In a recent survey by Raddon Financial Group, businesses that were asked which factors they would weigh if they were to consider switching financial institutions cited pricing, service and convenience as the top three.
In pricing, more than 84% of respondents said competitive fees on business products and services were the chief factor. More than 14% of small businesses surveyed said they had switched financial providers in the last two years because of subpar service and issues with fees.
Clearly, these businesspeople feel strongly about bank fees. Here are ways banks can avoid losing these people's business.
Offer "free business checking." Business checking is not subject to the truth-in-savings restrictions on the use of the term "free," so banks can still set a monthly limits on the number of items before a usage fee is imposed, even under the "free business checking" structure.
The number of free items offered varies widely — from as low as 200 to 500 a month. Assess your business checking account customer activity to determine the appropriate maximum.
Offer product bundling or package accounts. Raddon found that 14% of small businesses overall use a business services package account, but this increases to 31% for businesses with sales of $2 million to $10 million.
Small businesses have made cost cutting a high priority with the economy struggling, and banks looking to retain them should offer them better deals depending on the relationship it has with the bank.
Allow small businesses to pay for business services through personal account balances. Over a fifth (22%) of small businesses said that the fact that they had personal accounts at an institution was the reason they selected it for their business banking. Moreover, a majority of small businesses Raddon surveyed (51%) said they had the same primary financial institution for business and personal financial relationships.
Bundle remote deposit capture into the pricing of business services. Many banks charge business customers for the equipment, such as scanners. Instead, bundle it into the pricing for the relationship to become more price-competitive.
For the business customer, it will be more costly to leave or switch banks, because they will most likely be required to pay for the remote deposit capture equipment at their next financial institution.
Channel price, especially for small businesses. Allow business customers to offset their account costs through the use of multiple delivery channels.
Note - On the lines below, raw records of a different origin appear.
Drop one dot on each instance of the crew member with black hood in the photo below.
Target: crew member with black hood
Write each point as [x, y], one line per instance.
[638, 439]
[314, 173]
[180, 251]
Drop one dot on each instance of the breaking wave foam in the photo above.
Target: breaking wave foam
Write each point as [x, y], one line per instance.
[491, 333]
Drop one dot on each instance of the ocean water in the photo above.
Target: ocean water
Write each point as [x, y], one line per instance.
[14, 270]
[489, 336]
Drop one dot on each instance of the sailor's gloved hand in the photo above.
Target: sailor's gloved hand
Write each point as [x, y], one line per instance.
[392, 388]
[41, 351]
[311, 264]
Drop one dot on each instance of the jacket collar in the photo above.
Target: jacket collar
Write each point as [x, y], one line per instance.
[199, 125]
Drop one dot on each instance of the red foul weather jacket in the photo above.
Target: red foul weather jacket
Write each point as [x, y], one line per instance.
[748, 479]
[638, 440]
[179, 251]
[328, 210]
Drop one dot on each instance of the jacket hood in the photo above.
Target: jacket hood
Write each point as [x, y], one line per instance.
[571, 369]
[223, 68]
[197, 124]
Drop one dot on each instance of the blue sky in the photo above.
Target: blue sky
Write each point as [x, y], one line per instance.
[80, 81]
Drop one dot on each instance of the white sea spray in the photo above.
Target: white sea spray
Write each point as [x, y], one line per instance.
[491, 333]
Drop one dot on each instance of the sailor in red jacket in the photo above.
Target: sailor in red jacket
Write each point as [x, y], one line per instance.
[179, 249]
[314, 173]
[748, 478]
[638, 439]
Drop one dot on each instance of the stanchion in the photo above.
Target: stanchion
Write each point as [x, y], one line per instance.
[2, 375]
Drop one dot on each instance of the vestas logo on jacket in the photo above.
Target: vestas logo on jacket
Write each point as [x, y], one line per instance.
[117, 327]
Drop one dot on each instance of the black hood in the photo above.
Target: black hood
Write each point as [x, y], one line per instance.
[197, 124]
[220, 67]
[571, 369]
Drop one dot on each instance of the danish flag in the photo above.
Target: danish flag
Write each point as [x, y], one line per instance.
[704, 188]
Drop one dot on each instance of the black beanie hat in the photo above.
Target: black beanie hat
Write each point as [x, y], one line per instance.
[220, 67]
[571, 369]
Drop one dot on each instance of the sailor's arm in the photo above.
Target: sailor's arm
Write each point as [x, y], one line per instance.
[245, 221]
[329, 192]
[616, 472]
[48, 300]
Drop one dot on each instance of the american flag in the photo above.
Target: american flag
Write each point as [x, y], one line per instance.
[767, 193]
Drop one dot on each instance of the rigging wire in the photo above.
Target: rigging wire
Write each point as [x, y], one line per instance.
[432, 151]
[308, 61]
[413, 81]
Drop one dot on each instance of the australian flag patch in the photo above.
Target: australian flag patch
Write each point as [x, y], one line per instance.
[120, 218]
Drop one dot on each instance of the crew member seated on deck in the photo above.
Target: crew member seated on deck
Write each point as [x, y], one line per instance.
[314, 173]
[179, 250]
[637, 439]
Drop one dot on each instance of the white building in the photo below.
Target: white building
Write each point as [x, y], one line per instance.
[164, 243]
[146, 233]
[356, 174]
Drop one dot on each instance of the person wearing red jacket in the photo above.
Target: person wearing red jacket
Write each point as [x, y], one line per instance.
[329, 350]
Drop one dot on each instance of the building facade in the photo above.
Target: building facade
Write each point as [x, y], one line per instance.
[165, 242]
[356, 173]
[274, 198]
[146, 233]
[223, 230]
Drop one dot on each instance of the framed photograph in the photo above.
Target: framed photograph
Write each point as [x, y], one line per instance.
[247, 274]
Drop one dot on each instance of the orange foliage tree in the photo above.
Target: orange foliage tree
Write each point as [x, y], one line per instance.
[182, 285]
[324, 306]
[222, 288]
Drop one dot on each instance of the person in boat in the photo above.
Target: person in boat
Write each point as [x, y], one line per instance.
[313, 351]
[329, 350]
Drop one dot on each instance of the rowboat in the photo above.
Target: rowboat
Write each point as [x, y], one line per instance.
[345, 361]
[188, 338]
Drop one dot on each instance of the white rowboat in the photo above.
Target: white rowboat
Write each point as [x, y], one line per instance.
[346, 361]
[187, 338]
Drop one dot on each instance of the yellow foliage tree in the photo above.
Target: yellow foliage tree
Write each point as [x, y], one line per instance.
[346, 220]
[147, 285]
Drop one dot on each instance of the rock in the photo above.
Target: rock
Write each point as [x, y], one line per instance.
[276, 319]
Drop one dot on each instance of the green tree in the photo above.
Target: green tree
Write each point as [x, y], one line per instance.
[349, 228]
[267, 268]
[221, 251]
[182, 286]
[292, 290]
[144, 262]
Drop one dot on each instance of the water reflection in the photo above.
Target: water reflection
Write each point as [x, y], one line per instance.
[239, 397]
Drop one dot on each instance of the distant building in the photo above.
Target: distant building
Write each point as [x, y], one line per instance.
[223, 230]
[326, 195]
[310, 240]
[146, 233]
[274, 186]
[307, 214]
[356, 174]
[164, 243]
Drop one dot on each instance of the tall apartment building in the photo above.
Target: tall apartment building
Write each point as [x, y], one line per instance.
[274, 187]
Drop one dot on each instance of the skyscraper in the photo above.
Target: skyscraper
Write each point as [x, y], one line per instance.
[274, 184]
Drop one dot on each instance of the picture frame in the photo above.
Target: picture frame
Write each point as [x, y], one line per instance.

It is important to remember that small-business customers behave much more like a high-end consumer relationship, albeit with more transactional activity.
For instance, six in 10 small businesses use online banking, and almost five in 10 use online bill pay. Mobile banking is also a growing channel for businesses. If delivery channel pricing is appropriate for the consumer market, then it is also appropriate for the small-business market.
Offer referral bonuses. Raddon's research indicates that 38% of small businesses learned of their primary financial institution from another small-business owner.
Roughly 20-25% of banks' small-business customers change institutions every two to three years, so it behooves banks to encourage referrals and to offer referral rewards. In some cases, technology is holding financial institutions back from offering some or all of these strategies. Having a strong core foundation can make implementing them easy.
During these difficult economic times, banks across the United States have the opportunity to look at their underlying foundation and decide how prepared they are to thrive once the economy turns around. Now is the time to determine if your core platform is capable of meeting your goals in this new world we live in.
In addition to these suggested strategies, it is critical to remember that small businesses have been especially hard hit in this economy by the across-the-board changes that larger banks have instituted to minimize their own risk, especially in regard to credit. Many healthy small businesses have had their credit lines cut even though there is no real change in risk for that business.
At the same time, however, banks do not need to focus solely on credit. A high percentage of small businesses will never borrow money, choosing instead to self-fund, so banks would be wise to make sure pricing and product structures are not tied only to credit.